= Operators in C and C++ =

This is a list of operators in the C and C++ programming languages.

All listed operators are in C++ and lacking indication otherwise, in C as well. Some tables include a "In C" column that indicates whether an operator is also in C. Note that C does not support operator overloading.

When not overloaded, for the operators &&, ||, and , (the comma operator), there is a sequence point after the evaluation of the first operand.

Most of the operators available in C and C++ are also available in other C-family languages such as C#, D, Java, Perl, and PHP with the same precedence, associativity, and semantics.

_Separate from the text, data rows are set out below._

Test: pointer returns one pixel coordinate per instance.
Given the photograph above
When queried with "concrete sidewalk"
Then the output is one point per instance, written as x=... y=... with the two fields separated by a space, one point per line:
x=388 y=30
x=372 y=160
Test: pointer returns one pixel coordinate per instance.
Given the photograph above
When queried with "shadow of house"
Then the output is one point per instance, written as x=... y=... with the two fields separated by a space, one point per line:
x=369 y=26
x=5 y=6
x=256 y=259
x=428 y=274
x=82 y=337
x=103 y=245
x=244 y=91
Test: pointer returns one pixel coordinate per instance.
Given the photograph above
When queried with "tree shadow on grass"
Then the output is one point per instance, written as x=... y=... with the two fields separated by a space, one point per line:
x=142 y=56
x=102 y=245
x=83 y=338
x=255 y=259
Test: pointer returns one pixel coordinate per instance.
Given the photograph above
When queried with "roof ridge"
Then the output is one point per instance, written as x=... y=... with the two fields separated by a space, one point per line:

Many operators specified by a sequence of symbols are commonly referred to by a name that consists of the name of each symbol. For example, += and -= are often called "plus equal(s)" and "minus equal(s)", instead of the more verbose "assignment by addition" and "assignment by subtraction".

==Operators==
In the following tables, lower case letters such as a and b represent literal values, object/variable names, or l-values, as appropriate. R, S and T stand for a data type, and K for a class or enumeration type. Some operators have alternative spellings using digraphs and trigraphs or operator synonyms.

===Arithmetic===

C and C++ have the same arithmetic operators and all can be overloaded in C++.

| Operation |  | Syntax | C++ prototype |  |
| in class K | outside class |
| Addition |  | a + b | R K::operator +(S b); | R operator +(K a, S b); |
| Subtraction |  | a - b | R K::operator -(S b); | R operator -(K a, S b); |
| Unary plus; integer promotion |  | +a | R K::operator +(); | R operator +(K a); |
| Unary minus; additive inverse |  | -a | R K::operator -(); | R operator -(K a); |
| Multiplication |  | a * b | R K::operator *(S b); | R operator *(K a, S b); |
| Division |  | a / b | R K::operator /(S b); | R operator /(K a, S b); |
| Modulo |  | a % b | R K::operator %(S b); | R operator %(K a, S b); |
| Prefix increment |  | ++a | R& K::operator ++(); | R& operator ++(K& a); |
| Postfix increment |  | a++ | R K::operator ++(int); | R operator ++(K& a, int); |
| Prefix decrement |  | --a | R& K::operator --(); | R& operator --(K& a); |
| Postfix decrement |  | a-- | R K::operator --(int); | R operator --(K& a, int); |

===Relational===

All relational (comparison) operators can be overloaded in C++. Since C++20, the inequality operator is automatically generated if operator== is defined and all four relational operators are automatically generated if operator<=> is defined.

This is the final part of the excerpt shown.